Fontaine de jouvence (elle !)
Trop heureux de pouvoir se rendre indispensable, le jeune Lundi ne se fit pas prier ; avec application, il envoya le Signal requis, et la conversation pu commencer. « Le capitaine Rosoft vous demande l’asile sur notre plage, pour lui et ses hommes ; ils souffrent de la faim et de la soif, et il demande si nous serions prêts à les accueillir. »
Kikh Silver réfléchit un moment. Certes, il existait un code d’honneur entre pirates ; et d’ailleurs, l’île était assez grande pour que chacun puisse rester à bonne distance, et ses ressources assez abondantes pour subvenir aux besoins de tout ce petit monde… mais tout de même ! L’opération n’était pas sans risque ; une juste compensation semblait tout indiquée. -« Lundi, demande-lui ce qu’il a à nous offrir en contrepartie ! »
La réponse ne se fit pas attendre : « Le Capitaine nous dit qu’il a avec lui des jeunes flibustières, qu’il a réussi à convaincre de renoncer à se faire Karmeliet, et qu’il a accueillies à son bord. Il dit qu’il sera ravi de nous les présenter ; elles n’ont pas leur pareil pour animer les soirées autour du barbec’ ! » -« En somme, répondit Silver, Mike Rosoft nous propose une réunion Teens ?! Mmh, voilà un programme qui devrait remonter le moral de l’équipage !! ».
Le marché fut ainsi passé, et le navire du Capitaine Rosoft autorisé à venir accoster sur la plage de Fort-Nethen, où l’équipage de Silver, trop heureux de la nouvelle, déclara le branle-bas de combat pour préparer la fête. Au bout d’un an de solitude, à ne communiquer que par correspondance, et à lutiner par parchemins interposés, leur enthousiasme était bien compréhensible. Les vagues leur amenaient ENFIN une bonne nouvelle.
Surprise Partie
Hélas, la fête ne devait pas durer. S’il est bien une chose qu’il ne faut jamais faire, et qu’un capitaine aussi expérimenté que Short Kikh Silver aurait dû savoir, c’est de baisser sa garde et penser avec son sabre (à moins que ce ne fut l’inverse).

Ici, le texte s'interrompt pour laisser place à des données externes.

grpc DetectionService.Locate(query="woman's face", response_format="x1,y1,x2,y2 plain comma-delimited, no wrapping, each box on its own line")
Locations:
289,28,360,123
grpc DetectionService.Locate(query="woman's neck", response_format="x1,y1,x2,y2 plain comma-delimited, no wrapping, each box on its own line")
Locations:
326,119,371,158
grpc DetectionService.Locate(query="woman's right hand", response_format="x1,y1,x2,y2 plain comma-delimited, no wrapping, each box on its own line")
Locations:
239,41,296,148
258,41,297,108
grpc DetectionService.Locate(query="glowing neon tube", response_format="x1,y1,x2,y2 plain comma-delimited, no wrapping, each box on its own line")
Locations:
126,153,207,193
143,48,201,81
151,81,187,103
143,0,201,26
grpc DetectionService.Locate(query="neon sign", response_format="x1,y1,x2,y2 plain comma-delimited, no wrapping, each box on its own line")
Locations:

Tandis qu’il se tenait accoudé au bastingage de la Stella endormie par le roulis de l’océan, regardant nonchalamment le navire ami s’approcher, son regard soudain se figea sur cet étonnant tableau : sur le gaillard d’arrière, à travers les fenêtres, son excellent ami Mike Rosoft se tenait pieds et poings liés. C’était un piège ; il y avait effectivement des canons à bord, mais pas ceux espérés.
Le combat tourna court ; avec l’essentiel de son équipage à terre, et ses Canon déchargés, Silver ne pu même pas immortaliser la scène. Une seule salve suffit. Le chaos et l’enfer précédèrent le silence. Un silence de mort.
Les maux de la fin
Ses tempes bourdonnaient, et son corps n’était plus qu’une infâme douleur. Il sentit du sang chaud couler sur sa poitrine compressée, et crut à sa fin. Short Kikh Silver, qui avait si souvent répandu la mort, se dit que celle-ci venait de réclamer son dû. Il parvint tout de même à ouvrir les yeux, pour constater que ce sang-là n’était pas le sien..

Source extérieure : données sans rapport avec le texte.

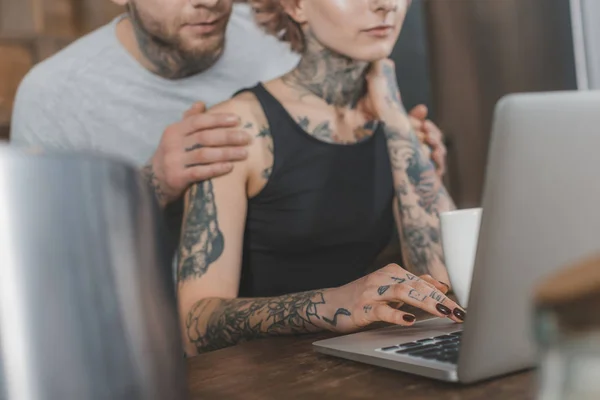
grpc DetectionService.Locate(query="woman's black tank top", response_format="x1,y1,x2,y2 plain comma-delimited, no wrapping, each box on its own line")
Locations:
239,84,394,297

Le corps du jeune esclave si sympathique, qui se tenait à ses côtés plein de vie quelques secondes auparavant, reposait à présent sur lui, immobile. Ses yeux sans vie étaient fixés sur lui comme s’il attendait les ordres. Mais son corps disloqué et exsangue ne laissait planer aucun doute : il avait fait barrage de son corps pour protéger « son » capitaine.

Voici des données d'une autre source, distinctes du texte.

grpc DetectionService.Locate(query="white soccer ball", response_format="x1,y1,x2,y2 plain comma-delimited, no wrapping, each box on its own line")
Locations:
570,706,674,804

Un bruit familier se fit entendre ; des pas. Plusieurs hommes, qui se dirigeaient vers lui. Et le bruit distinctif des chaînes d’un bagnard claquant sur le pont. Rosoft, toujours enchaîné et entouré de gardes armés, s’approchait de lui. Il regarda Silver, tandis que les soldats du Roy tiraient à eux son corps meurtri, et lui passaient les chaînes aux poignets. Pour lui, ce serait le verre du condamné et la potence.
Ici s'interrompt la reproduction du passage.